Die Neuvertragsmieten für Wohnungen in Deutschland sind im vergangenen Jahr flächendeckend in allen Wohnwert- und Baualtersklassen sowie in allen Städtegrößen weniger dynamisch gestiegen als in den Jahren zuvor. Im Deutschland-Durchschnitt zahlt man nach der Analyse des IVD für eine Wohnung mit mittlerem Wohnwert, die nach 1949 entstand, 5,78€ Nettokaltmiete pro Quadratmeter. Das entspricht einem Anstieg gegenüber dem Vorjahr um lediglich 2,1%. In vielen Großstädten wie Düsseldorf, Frankfurt am Main und Dresden sowie Bonn und Wiesbaden stiegen die Mieten im vergangenen Jahr gar nicht.
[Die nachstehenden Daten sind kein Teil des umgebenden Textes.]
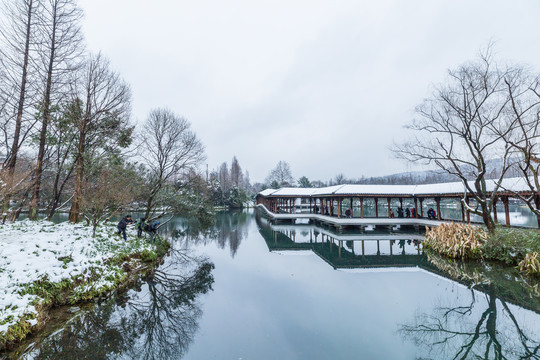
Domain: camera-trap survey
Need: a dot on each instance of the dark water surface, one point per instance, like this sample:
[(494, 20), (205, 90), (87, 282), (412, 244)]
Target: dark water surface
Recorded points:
[(246, 289)]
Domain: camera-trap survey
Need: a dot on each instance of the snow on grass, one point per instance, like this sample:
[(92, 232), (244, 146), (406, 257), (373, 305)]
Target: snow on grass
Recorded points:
[(36, 252)]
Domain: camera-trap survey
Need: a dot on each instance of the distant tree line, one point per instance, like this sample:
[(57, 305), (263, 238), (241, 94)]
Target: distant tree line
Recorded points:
[(481, 126), (230, 186), (67, 142)]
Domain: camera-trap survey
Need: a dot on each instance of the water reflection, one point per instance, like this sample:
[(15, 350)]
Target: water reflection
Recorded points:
[(490, 323), (497, 318), (156, 320), (229, 229), (267, 306), (348, 249)]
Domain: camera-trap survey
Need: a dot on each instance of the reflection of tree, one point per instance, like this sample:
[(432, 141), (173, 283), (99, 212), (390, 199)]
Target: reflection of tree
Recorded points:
[(229, 229), (158, 320), (165, 318), (476, 330)]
Die Neuvertragsmieten für Wohnungen mit mittlerem Wohnwert, die nach 1949 errichtet wurden, liegen in Städten mit über 500.000 Einwohnern bei 7,96€ pro Quadratmeter und damit 3,1% über dem Vorjahreswert. 2013 waren die Mieten noch um 4,6% gestiegen. Heute sind nach IVD-Angaben kaum noch Mietpreisentwicklungen zu beobachten, die oberhalb der Inflationsrate liegen. Unter den Städten mit 200.000 bis 500.000 Einwohnern gibt es allein zehn Städte, in denen die Neuvertragsmieten im Vergleich zum Vorjahr gar nicht gestiegen sind. Hierzu zählen beispielsweise Aachen, Mönchengladbach und Erfurt. Einer der Gründe ist laut IVD die Entlastung des Mietmarktes durch die hohe Nachfrage auf dem Markt für Eigentumswohnungen.

Die gleiche Entwicklung zeigt sich auch bei Neuvertragsmieten für Neubauwohnungen. Wohnungen mit mittlerem Wohnwert erfuhren in Städten mit über 500.000 Einwohnern einen Preisanstieg von durchschnittlich 4,8%, nachdem die Mieten im Vorjahr noch um 5,9% gestiegen waren. In den anderen Städteklassen liegt das Mietwachstum deutlich darunter. Für eine Neubauwohnung mit gutem Wohnwert zahlt man derzeit im Mittel für einen Quadratmeter nettokalt 8,11€ – ein Anstieg gegenüber dem Vorjahr um 2,9%. Im Vorjahrespreisspiegel hatte der Anstieg um einen Prozentpunkt höher gelegen.

München als Spitzenreiter

Der bundesweit teuerste Wohnungsmarkt ist nach wie vor München. Hier sind für eine Wohnung mittleren Wohnwerts mit Baujahr nach 1949 im Schnitt 12€ pro Quadratmeter zu bezahlen. Im Vergleich zum Vorjahr ist dies allerdings nur noch ein Anstieg um 0,8%. An zweiter und dritter Stelle folgen Stuttgart (10,50€, +5%) und Frankfurt am Main (8,80€, +0%). Dynamischer ging es dagegen in Berlin und Essen zu. In Essen stieg der Mietpreis um 7,7% und liegt nun bei 7€ pro Quadratmeter. In Berlin ist ein Anstieg von 5,7% zu verzeichnen, hier zahlt man 7,50€ pro Quadratmeter.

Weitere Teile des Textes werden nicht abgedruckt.